Второй мужчина – лет двадцати пяти, в синих «ливайсах», легком пиджаке и дорогих очках в тонкой оправе. Перед ним стакан, где лед медленно тает в янтарной жидкости. Его взгляд устремлен на пару, сидящую у стойки, в каком-то метре от него.
Молодой смуглый брюнет обнимает женщину и что-то шепчет ей на ухо. Ее лица не видно – только растрепанные светлые волосы (скорее всего, крашеные), в которые то и дело ныряет мужская пятерня. Ты не можешь сказать, почему, но поза женщины кажется исполненной беззвучного отчаяния, а объятия не выглядят объятиями любви. Так утешают человека, попавшего в беду, которую неясно, как пережить, и которой уже не удалось избежать.
Если не считать движений руки, все четверо абсолютно неподвижны – по крайней мере, пока ты проходишь мимо, заглядывая в окно.
Что значит эта сцена? Кем приходятся друг другу трое ночных посетителей? Возможно, мужчина в очках чем-то обидел женщину, и теперь брюнет успокаивает ее. А возможно, это парочка поссорившихся и помирившихся влюбленных – и свидетель их ссоры, такой же случайный, как ты сам. А может, это любовный треугольник, крепко спаянный ревностью, страхом, страстью? И какова роль бармена в этом спектакле: безмолвный наблюдатель, участник, судья?

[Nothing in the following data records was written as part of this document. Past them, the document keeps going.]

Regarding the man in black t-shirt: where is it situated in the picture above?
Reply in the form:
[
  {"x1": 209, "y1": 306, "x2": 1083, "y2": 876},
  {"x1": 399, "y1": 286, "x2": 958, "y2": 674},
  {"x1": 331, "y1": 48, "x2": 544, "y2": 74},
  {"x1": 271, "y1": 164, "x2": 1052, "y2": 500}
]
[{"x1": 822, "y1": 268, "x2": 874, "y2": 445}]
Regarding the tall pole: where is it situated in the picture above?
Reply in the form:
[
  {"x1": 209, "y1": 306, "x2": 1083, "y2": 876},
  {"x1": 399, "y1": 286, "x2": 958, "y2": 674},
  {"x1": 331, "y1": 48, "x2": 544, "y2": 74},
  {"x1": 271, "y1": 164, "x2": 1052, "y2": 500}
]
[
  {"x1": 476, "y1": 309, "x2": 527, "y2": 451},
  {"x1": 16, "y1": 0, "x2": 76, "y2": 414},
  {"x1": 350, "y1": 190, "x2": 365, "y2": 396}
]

У тебя всего полминуты, чтобы разглядеть детали, – не будешь же ты торчать у окна всю ночь? – и вот ты уже миновал полночный бар. Напоследок ты успеваешь заметить яркую вспышку на экране телевизора и знакомый логотип MTV.
Я впервые попал в Европу вскоре после того, как мы расстались с женой. Я едва выкарабкался тогда из серьезной болезни, говорить о которой сейчас неохота, скажу только, что наш жалкий и утомительный развод сильно меня подкосил. Короче, я чувствовал крутой облом, как мы говорили в те годы.